Is nn.utils.vector_to_parameters() not differentiable?

Hi guys,

I have some difficulties with backpropagation and the function nn.utils.vector_to_parameters() .

Say I have a parameter mu, perform some operations on it and finally want to insert it as weights and biases into a network (net).
Then I pass a batch of data x through the network, compute a loss and backpropagate the error back to mu (the original, flattened parameter).

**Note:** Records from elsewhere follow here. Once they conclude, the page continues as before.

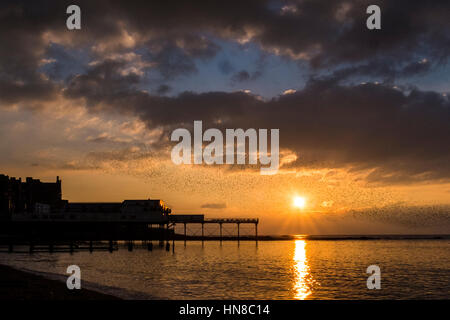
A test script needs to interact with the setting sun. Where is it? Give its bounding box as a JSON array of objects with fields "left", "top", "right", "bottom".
[{"left": 293, "top": 196, "right": 307, "bottom": 209}]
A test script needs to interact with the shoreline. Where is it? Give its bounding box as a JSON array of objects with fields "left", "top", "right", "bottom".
[
  {"left": 173, "top": 234, "right": 450, "bottom": 241},
  {"left": 0, "top": 264, "right": 120, "bottom": 300}
]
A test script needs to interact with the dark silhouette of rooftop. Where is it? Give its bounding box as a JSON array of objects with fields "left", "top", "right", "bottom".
[{"left": 0, "top": 174, "right": 62, "bottom": 219}]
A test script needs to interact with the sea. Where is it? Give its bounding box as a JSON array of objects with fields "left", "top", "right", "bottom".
[{"left": 0, "top": 236, "right": 449, "bottom": 299}]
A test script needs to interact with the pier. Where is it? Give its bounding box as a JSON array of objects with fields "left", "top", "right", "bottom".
[
  {"left": 0, "top": 173, "right": 259, "bottom": 254},
  {"left": 0, "top": 216, "right": 259, "bottom": 254},
  {"left": 170, "top": 217, "right": 259, "bottom": 243}
]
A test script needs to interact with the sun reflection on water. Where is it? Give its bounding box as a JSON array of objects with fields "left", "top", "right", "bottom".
[{"left": 293, "top": 239, "right": 313, "bottom": 299}]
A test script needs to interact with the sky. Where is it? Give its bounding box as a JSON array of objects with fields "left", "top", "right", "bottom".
[{"left": 0, "top": 0, "right": 449, "bottom": 234}]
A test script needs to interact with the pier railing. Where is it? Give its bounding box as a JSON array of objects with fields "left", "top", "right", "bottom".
[{"left": 205, "top": 218, "right": 258, "bottom": 224}]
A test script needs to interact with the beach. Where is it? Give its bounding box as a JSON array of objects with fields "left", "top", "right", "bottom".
[{"left": 0, "top": 264, "right": 119, "bottom": 300}]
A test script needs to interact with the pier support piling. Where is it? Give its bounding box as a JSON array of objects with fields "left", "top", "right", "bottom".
[
  {"left": 184, "top": 223, "right": 187, "bottom": 247},
  {"left": 159, "top": 224, "right": 164, "bottom": 247},
  {"left": 165, "top": 223, "right": 170, "bottom": 248},
  {"left": 237, "top": 223, "right": 240, "bottom": 243},
  {"left": 201, "top": 223, "right": 204, "bottom": 243}
]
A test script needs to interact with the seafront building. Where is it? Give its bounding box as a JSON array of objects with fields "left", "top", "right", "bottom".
[{"left": 0, "top": 174, "right": 171, "bottom": 223}]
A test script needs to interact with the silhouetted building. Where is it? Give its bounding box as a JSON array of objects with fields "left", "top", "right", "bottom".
[
  {"left": 0, "top": 174, "right": 171, "bottom": 222},
  {"left": 0, "top": 174, "right": 62, "bottom": 219},
  {"left": 0, "top": 174, "right": 12, "bottom": 220}
]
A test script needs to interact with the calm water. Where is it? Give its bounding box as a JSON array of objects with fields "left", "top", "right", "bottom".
[{"left": 0, "top": 239, "right": 449, "bottom": 299}]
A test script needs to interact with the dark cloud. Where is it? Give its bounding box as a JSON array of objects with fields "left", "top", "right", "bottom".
[
  {"left": 156, "top": 84, "right": 171, "bottom": 95},
  {"left": 150, "top": 45, "right": 198, "bottom": 79},
  {"left": 63, "top": 57, "right": 450, "bottom": 183},
  {"left": 105, "top": 0, "right": 450, "bottom": 76},
  {"left": 64, "top": 59, "right": 142, "bottom": 109},
  {"left": 330, "top": 58, "right": 434, "bottom": 83},
  {"left": 232, "top": 70, "right": 251, "bottom": 82},
  {"left": 231, "top": 70, "right": 262, "bottom": 83},
  {"left": 1, "top": 0, "right": 449, "bottom": 185},
  {"left": 145, "top": 36, "right": 219, "bottom": 80},
  {"left": 2, "top": 0, "right": 449, "bottom": 105},
  {"left": 0, "top": 1, "right": 68, "bottom": 107}
]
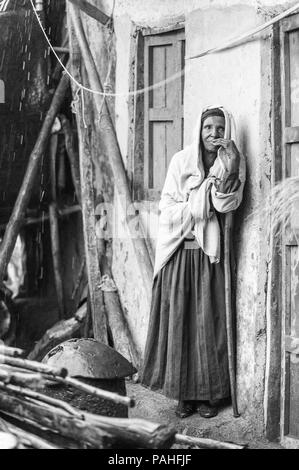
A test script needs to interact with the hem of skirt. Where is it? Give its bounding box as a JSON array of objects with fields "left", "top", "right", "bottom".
[{"left": 140, "top": 381, "right": 230, "bottom": 402}]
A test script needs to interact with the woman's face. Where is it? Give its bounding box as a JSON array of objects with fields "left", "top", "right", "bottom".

Here is a minimal code example:

import torch
import torch.nn as nn
import torch.optim as optim

x = torch.ones((1, 8)) # input example

net = nn.Sequential(nn.Linear(8, 8))
size=sum(p.numel() for p in net.parameters() if p.requires_grad)
mu = nn.Parameter(torch.ones((size,))*0.05, requires_grad=True)
# perform some operations on mu

nn.utils.vector_to_parameters(mu, net.parameters())

y = net(x)
optimizer = optim.SGD([mu], lr=1e-3)
loss = y.sum()
loss.backward()
optimizer.step()

print(mu)
print(mu.grad)


After the update step, mu remains the same as before, i.e. it is not getting optimized. Also, mu.grad returns None.
Is the function nn.utils.vector_to_parameters(mu, net.parameters()) stopping the gradient flow, and if so, is there an alternative way to insert mu as “external”, flattened parameter into the weights of the network?

Thank you all!

This method uses the .data attribute internally:

param.data = vec[pointer:pointer + num_param].view_as(param).data

and thus Autograd won’t capture this operation.
You could check if e.g. torch.nn.utils.parametrize might work as described in this post.

2 Likes

Thanks, this solved the problem!

I also found another solution (with maybe a little less overhead) here Hypernetwork implementation - #5 by ID56 .
Inserting the weights and biases manually via torch.nn.functional.linear also works!